Он с такой основательностью задумался, что ей стало весело.
До сих пор Кирилл ни разу не обманул Аночку, если обещал прийти, вернее – успевал заранее предупреждать, если встречу приходилось отложить. Но в этот день его неожиданно назначили выступить за городом на митинге.
Он рассчитывал вернуться к условленному часу. Но все сложилось не по расчёту.
Митинг был созван для записи добровольцев в кавалерию. На горах, в одном из унылых зданий разросшегося Военного городка, народ теснился плечом к плечу. Все стояли. Тут собрались служащие городка, новобранцы Красной Армии, пёстрый люд Монастырской слободки, обитатели разбросанных по округе выселок – рабочие окрестных кирпичных сараев.
Извеков говорил с помоста, который дышал у него под ногами. Он любил прохаживаться во время речи, это напрягало его и в то же время удерживало в сосредоточенности – мысль текла мерно с шагом. Он не замечал, как вздрагивает на помосте накрытый кумачом стол.
Говорил он легко. События, которых он касался, сами по себе приковывали слушателей – дело шло о победах на юге, о бегстве в белую Эстонию разбитого Юденича, о новом наступлении в Сибири против Колчака – все фронты гражданской войны находились в невиданном движении, но уже движение это было дано фронтам не по почину контрреволюции, как случилось два-три месяца назад, а сосредоточенной волею Красной Армии.

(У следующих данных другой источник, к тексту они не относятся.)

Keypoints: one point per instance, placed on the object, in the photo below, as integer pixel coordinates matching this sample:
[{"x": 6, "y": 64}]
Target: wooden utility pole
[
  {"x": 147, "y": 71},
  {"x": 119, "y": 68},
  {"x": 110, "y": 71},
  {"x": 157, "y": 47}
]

Она несла свои знамёна вперёд, возвращая России её далёкие окраинные земли.
С какой-то взыскательной пристальностью, хмуро и насторожённо, собрание сотнями взглядов следило за Кириллом, будто испытывая его выдержку, проверяя знания. Но он упрямо шагал под этими взглядами, приостанавливая себя на поворотах и – видно, для прочности речи – изредка перерубая кулаком воздух. Знания же его были столь основательны, что, когда он начал перечислять победы красной конницы, народ словно решил, что он выстоял проверку: люди расправили брови, зашевелились, гул голосов прошёл в разных углах, и потом вдруг, как стрельба ракет, рассыпалась трескотня захлопавших ладош.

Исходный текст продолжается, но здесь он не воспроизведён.